Photo by Renan Kamikoga
The government has announced that a £1.7 billion plan to expand the stretch of the A303 that runs adjacent to Stonehenge will go ahead. The plan will see the heavily-congested road widened into a dual carriageway through a tunnel which will run underneath the UNESCO World Heritage Site in Wiltshire.
The prospect of such a project has been discussed for years due to the severe bottle-necking which frequently occurs on the road next to the site, but it has also faced significant backlash from druids, environmental campaigners and archaeologists who have said that the expansion may affect the landmark.
A Wondrous Sight
Stonehenge is widely considered to be one of the most famous prehistoric monuments in the world. It is comprised of 93 stones of varying sizes, some lying horizontally, others positioned vertically, while some are balanced on top of others (in technical terms they are ‘lintelled’). The arrangement creates the iconic and striking image that we’re all familiar with.

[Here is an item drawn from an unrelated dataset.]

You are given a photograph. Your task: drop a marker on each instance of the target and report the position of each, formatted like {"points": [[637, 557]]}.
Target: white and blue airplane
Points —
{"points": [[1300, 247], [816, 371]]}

The monument was first erected roughly 5000 years ago, and is estimated to have been completed into the formation we know today in around 2500 B.C. during the Neolithic period. The sheer size of the monument is what makes it so unique, especially considering that we can never know exactly how the stones, the heaviest of which weighs in at 30 tons, were positioned in the way they are, or how they were transported to their current location, as some of them were confirmed last year to have originated from Wales.
The landmark, as well as the surrounding area of Avebury which contains multiple other historically-significant marvels, was one of the first sites in the UK to be inscribed into UNESCO’s list of World Heritage Sites in 1986 because it is widely regarded as the most sophisticated and intact example of a prehistoric lintelled stone circle in the world.
Traffic Comes First
However, the landmark has caused inconvenience for transport in the area for decades, as the A303 runs just a couple of hundred metres from the stone circle, and there has been reluctance to expand it due to concerns that it may make the stones unstable. It is only this year that the Transport Secretary Grant Shapps has confirmed the road will finally be widened into an expressway, with eight miles of dual carriageway being added in the area.
However, after extensive backlash from campaigners and experts, the Stonehenge Alliance of protestors is launching a legal challenge to the decision. The campaign ‘Save Stonehenge World Heritage Site' is currently running an appeal to raise money to fund a judicial review of the plan. Vincent Gaffney, University of Bradford professor and co-principal investigator of the Stonehenge Hidden Landscape project, has said the plan would be an “act of monstrous vandalism” to one of the country’s greatest monuments.
“The Stonehenge Tunnel is not just a tunnel. The government’s plans involve road-building on a massive scale through Europe’s most archaeologically significant prehistoric landscape: the desecration of Britain’s most internationally celebrated World Heritage Site.” – Tom Holland, historian
UNESCO itself has released a statement judging that the road’s expansion would adversely affect the “Outstanding Universal Value” of the site, in which a variety of archaeological monuments are also scattered across the surrounding fields with minimal impact from the A303.
The Council for British Archaeology has said that, “Stonehenge should be seen not as a disembodied object but as a structure […] with architectural attributes, and a critical element in a landscape of complex ritual sites”, suggesting that all “Decisions should flow from these insights.” The danger is that the government is employing decision-making strategies based solely on efficiency and practicality, rather than looking at the bigger picture and considering how actions in the present can have catastrophic effects on the most important elements of this country’s past.